Смерть в ее отношении к мышлению остается, как у греков, не более чем идеей, сообщницей других идей, пребывающей вместе с ними в вечном царстве, где как раз ничто и не умирает. В этом вся наша истина — она осмеливается дать определение смерти, но лишь с тем, чтобы подменить ее словом, логическим определяемым. Ведь определяемое нетленно: помогая не думать о самой смерти и о ее ужасном облике, оно обеспечивает нам какое-то странное бессмертие.
Бессмертие временное, но большего нам и не надо.
Мы привыкаем к нему как к опию. Пусть мое сравнение сразу же даст понять, какого рода критике я намерен подвергнуть понятие, — это будет прежде всего нравственная критика. У понятия есть и своя правда, ей я не берусь быть судьей. Но по существу своему понятие лживо, и его ложь уводит мысль из дома вещей, предлагая ей взамен могучую власть, которую дают слова. После Гегеля стало ясно, как неодолимо это усыпление, как вкрадчива «система». Отстраняя законы логики, я утверждаю: даже тень понятийности порождает бегство. В любой мысли, строящей себя из себя самой, побеждает идеализм. Лучше, внушает нам исподволь такая мысль, построить мир заново, чем жить в нем под постоянной угрозой.
Существует ли понятие шагов в темноте, которые звучат все ближе и ближе? Понятие крика, понятие камня, сорвавшегося с кручи и сминающего кусты? Понятие чувства, возникающего в опустелом доме? Куда там: мы сохраняем от реальности только то, что не смущает нашего спокойствия.
Я, однако, не думаю, что к числу заговоренных вещей, ускользающих из-под прицела понятия, относится и могила. Какую трудность может являть для нашего ума голый камень, тщательно поставленный на место, дочиста отмытый солнцем от всякого напоминания о смерти? Могилы, вопреки начертанным на них именам и эпитафиям, становятся началом забвения.
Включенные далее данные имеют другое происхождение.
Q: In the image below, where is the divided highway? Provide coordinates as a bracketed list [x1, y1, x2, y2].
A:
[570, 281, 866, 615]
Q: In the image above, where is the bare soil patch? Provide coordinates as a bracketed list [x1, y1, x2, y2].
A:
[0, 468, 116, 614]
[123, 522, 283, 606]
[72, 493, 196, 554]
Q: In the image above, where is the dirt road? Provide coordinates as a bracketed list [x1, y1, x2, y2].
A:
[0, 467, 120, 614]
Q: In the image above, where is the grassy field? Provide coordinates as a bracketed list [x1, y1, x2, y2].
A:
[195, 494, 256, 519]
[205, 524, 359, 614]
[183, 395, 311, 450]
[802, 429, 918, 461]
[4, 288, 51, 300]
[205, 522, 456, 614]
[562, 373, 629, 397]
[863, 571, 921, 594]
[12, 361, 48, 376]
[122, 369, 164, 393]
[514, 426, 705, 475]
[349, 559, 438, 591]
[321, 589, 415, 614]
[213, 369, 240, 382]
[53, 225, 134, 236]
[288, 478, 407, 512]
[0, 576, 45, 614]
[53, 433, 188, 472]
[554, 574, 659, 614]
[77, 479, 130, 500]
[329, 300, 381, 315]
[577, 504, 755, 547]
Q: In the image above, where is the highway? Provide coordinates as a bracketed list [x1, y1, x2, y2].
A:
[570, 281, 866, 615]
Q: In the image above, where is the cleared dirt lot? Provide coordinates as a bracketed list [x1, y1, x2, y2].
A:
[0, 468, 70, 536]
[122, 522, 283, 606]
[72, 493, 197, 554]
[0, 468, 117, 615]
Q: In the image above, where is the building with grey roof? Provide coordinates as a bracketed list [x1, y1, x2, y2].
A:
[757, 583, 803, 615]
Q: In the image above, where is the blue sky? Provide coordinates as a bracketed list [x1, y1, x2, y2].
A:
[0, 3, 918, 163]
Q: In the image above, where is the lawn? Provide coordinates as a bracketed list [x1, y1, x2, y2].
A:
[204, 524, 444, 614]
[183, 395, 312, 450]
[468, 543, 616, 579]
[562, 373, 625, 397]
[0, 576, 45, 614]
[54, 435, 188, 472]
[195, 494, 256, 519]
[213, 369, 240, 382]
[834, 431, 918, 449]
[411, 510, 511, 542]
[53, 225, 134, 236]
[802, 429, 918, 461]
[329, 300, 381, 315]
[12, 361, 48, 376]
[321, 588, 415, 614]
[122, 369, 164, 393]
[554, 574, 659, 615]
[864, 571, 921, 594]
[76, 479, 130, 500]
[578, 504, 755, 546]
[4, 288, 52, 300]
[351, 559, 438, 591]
Кажется даже, что на большинство из них наброшен какой-то покров, который не дает ощутить близость смерти во всей ее остроте, во всей подлинности. Этот покров почти материален, как листва кладбищенских деревьев, приглушающая своим шелестом слишком громкие голоса. К нему можно прикоснуться в Равенне, где он обволакивает самые чистые формы смерти, какие знало время.
II
Все памятники Равенны — гробницы. От незапамятных времен своего расцвета это место, давно утратившее связь с миром, сохранило самые разные способы погребения ушедшего из жизни. Весь смысл этих высоких круглых башен, уже ни на что не годных, ослепших, сводится к скорому превращению в развалины. На каждом шагу, среди почти полного безмолвия, здесь встречаешь пустые саркофаги, демонстрирующие свою двойную смерть. Один из мавзолеев, считающийся усыпальницей Галлы Плацидии, вобрал в четыре стены все торжественное и печальное совершенство, какого только способно достигнуть земное желание. Даже церкви, как бы заслоненные своими пышными мозаиками, выглядят лишь вместилищем бренных останков культа. Если есть в мире место, где могиле суждено в полной мере выразить ужас, который она предвещает, то это, конечно, Равенна, остающаяся мертвой, и только мертвой, в каждом тусклом отсвете своей утраченной царственности.